Skype To Patch Bug That Sends Instant Messages to Wrong Contacts

The bug affected versions of Skype for Mac, Windows, Linux and Windows Phone. However, Skype officials say they believe that the number of users affected by the glitch is small since it occurs under specific conditions that would not happen frequently.

Skype is rolling out a fix during the next few days for a bug that resulted in instant messages sometimes being sent to the wrong contact.

The situation was first reported last week on a Skype user support forum. According to Skype, the issue occurs when the program crashes during a Skype instant messaging session, and would cause the last instant message entered or sent prior to the crash being delivered to a different IM contact after the Skype client is rebooted or logged in as a new user.

"Although we cannot determine precisely how many users may have been affected by this error, we believe the number is small, given the very specific circumstances under which the error occurs," according to a post on the official Skype blog.

The flaw affected only certain versions of Skype, such as Skype 5.10 for Windows, Skype 5.8 for Mac computers, Skype 4.0 for Linux and Skype 1.2 for Windows Phone. The most recent version of the client can be downloaded here.

"During further investigation, we confirmed that not all Skype products were affected by this error as originally reported," according to the Skype blog. "We can assure that users of Skype 5.9 for Windows, Skype 2.8 for Android and Skype 4.0 for iOS have not been affected. In addition, we have fixed File Sending on the desktop versions of Skype where it was not possible to save files for users who have a hard-disk drive in FAT32 format."

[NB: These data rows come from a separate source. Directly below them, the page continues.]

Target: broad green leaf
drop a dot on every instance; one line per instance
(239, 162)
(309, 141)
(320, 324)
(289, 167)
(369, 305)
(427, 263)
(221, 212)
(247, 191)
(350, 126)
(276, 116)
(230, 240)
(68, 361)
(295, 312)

Skype enables users to communicate by voice, video and instant messaging over the Web. It was purchased in 2011 by Microsoft, which announced July 16 that Microsoft Office 2013 and the cloud-based version of the suite, Office 365, will integrate Office apps such as Microsoft Word and Excel with Skype, as well as Yammer and Perspective Pixel. In late April, Skype was the center of a controversy when a researcher published information about how to secretly get IP information from users with Skype 5.5.